HBO looks at unfulfilled commitment to develop Little Caesars Arena's 'District Detroit'

Apr 22, 2019 at 5:09 pm
click to enlarge Little Caesars Arena. - Steve Neavling
Steve Neavling
Little Caesars Arena.

On an upcoming episode of Real Sports With Bryant Gumbel titled “Motown Blues,” HBO is looking into the unfulfilled commitment made by the Ilitch family to create five new neighborhoods near Little Caesars Arena.

The one-hour episode, which premieres at 10 p.m. on Tuesday, discusses how “District Detroit” was once promoted as Detroit’s largest residential development in decades. However, there’s little evidence of residential development there, and instead of houses, apartments, or hotels, the 50-block area mainly appears to be home to parking lots and structures.

According to HBO, the episode “examines whether government officials in Michigan gave a sweetheart arena deal to the wealthy Ilitch family despite Detroit facing an 18 billion-dollar bankruptcy — the largest of any city in U.S. history.”

The preview clip for the episode features U.S. Rep. Rashida Tlaib discussing the neighborhood development that never came to be.

"They promised it as something that would trickle down to the neighborhoods. It hasn't trickled down," Tlaib says in a clip of the show on YouTube.

“They’ve developed none — zero,” Francis Grunow, a member of the Neighborhood Advisory Council, said in the clip, when asked how many residential units have been developed. “Zero as in none.”

He went on to say, “I do understand these things take time, but, you know, they opened the arena on time, ahead of schedule. They know how to do things when they want to do things.”

The concept of “District Detroit” was presented to the public back in 2014, but Metro Times poked fun at the campaign for the nonexistent neighborhoods in both 2015 and 2016, when it continued not to exist.

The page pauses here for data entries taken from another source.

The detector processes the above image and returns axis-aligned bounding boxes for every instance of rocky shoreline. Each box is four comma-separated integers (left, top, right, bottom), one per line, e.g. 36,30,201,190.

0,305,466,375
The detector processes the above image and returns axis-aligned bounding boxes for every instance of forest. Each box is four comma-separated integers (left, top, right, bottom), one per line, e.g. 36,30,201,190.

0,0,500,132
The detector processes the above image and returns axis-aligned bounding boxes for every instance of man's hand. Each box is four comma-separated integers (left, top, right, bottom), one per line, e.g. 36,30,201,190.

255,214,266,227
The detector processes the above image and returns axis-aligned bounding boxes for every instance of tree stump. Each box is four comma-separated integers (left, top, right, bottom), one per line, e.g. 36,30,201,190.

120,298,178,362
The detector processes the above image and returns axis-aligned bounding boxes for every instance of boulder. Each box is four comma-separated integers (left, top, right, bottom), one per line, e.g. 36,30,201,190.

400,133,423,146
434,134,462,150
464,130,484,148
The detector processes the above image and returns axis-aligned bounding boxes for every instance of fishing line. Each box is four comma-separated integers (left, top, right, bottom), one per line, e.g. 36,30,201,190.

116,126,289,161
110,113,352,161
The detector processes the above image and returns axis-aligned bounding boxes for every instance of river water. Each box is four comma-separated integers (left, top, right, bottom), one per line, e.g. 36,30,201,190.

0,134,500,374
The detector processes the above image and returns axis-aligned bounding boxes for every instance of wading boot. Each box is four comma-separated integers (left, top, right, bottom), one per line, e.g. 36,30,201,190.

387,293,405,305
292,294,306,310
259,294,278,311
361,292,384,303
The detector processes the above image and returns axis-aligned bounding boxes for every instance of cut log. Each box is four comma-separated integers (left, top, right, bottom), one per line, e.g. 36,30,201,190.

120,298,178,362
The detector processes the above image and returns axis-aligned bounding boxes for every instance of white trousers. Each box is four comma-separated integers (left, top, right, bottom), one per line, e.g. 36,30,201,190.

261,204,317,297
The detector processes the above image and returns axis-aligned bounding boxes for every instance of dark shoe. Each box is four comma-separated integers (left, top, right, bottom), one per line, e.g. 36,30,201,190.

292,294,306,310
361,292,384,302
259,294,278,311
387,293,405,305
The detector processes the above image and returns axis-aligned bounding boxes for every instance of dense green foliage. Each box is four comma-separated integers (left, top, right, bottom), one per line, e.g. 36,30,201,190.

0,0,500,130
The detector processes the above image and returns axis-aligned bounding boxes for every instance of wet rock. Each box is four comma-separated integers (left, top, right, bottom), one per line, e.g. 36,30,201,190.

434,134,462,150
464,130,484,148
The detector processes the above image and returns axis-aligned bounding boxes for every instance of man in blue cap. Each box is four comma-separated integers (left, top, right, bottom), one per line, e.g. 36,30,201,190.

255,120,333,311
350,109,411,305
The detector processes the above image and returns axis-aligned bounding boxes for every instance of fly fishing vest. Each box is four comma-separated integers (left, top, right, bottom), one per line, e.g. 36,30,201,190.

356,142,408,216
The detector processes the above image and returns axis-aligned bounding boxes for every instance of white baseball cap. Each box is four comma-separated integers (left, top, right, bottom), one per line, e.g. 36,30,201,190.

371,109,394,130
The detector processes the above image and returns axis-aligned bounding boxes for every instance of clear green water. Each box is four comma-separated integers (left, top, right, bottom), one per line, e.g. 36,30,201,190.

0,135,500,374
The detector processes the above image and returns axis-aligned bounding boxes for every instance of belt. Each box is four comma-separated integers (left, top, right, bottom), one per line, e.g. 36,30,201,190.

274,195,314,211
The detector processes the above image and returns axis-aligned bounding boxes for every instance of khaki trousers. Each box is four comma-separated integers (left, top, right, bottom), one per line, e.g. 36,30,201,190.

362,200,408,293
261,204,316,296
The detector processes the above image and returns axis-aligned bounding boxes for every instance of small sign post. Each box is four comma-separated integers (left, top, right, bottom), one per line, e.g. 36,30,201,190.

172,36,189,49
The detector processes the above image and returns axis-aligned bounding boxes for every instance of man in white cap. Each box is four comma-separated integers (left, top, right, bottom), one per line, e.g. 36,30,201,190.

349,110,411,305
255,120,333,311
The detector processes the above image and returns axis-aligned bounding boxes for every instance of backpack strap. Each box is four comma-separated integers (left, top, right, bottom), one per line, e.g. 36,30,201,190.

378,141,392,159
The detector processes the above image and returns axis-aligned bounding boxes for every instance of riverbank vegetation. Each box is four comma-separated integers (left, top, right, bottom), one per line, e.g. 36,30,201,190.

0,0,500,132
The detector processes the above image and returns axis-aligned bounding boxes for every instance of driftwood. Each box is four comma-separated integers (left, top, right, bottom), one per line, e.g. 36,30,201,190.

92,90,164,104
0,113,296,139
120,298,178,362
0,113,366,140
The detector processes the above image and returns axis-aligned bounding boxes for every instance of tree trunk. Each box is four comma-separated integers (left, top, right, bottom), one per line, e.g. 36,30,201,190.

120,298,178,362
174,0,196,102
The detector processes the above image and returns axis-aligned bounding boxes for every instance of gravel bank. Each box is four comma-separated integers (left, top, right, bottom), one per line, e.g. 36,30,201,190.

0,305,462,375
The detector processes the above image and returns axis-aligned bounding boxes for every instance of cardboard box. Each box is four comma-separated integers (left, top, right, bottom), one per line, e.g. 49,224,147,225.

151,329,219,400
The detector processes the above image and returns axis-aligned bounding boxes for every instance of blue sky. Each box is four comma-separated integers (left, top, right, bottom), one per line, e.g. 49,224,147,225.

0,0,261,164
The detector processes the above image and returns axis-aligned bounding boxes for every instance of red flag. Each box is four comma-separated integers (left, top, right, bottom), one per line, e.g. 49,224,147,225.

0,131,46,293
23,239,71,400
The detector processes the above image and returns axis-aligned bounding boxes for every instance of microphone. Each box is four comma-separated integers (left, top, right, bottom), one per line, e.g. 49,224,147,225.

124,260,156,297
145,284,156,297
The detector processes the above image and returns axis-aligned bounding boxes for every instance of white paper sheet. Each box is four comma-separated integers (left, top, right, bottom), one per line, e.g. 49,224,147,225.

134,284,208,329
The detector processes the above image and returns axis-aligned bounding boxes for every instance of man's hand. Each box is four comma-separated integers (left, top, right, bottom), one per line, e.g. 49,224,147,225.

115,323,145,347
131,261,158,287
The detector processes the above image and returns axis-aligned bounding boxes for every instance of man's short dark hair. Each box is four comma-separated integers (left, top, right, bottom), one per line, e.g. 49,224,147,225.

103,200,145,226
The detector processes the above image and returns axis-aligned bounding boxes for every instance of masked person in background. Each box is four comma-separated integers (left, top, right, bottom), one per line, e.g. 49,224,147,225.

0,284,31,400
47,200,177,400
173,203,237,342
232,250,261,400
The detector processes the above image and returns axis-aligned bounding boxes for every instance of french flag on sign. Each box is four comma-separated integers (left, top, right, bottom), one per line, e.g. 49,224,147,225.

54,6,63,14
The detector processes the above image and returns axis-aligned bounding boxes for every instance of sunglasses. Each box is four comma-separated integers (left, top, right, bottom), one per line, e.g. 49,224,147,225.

“The website is an unholy mess of marketing buzzwords that have the millennial cohort firmly in their crosshairs,” MT previously reported. “It’s walkable, livable, mixed-use, and world-class. The only thing is that it doesn’t really exist yet.”

$324 million of taxpayer money was used to build the city-owned Little Caesars Arena, which cost a total of about $863 million.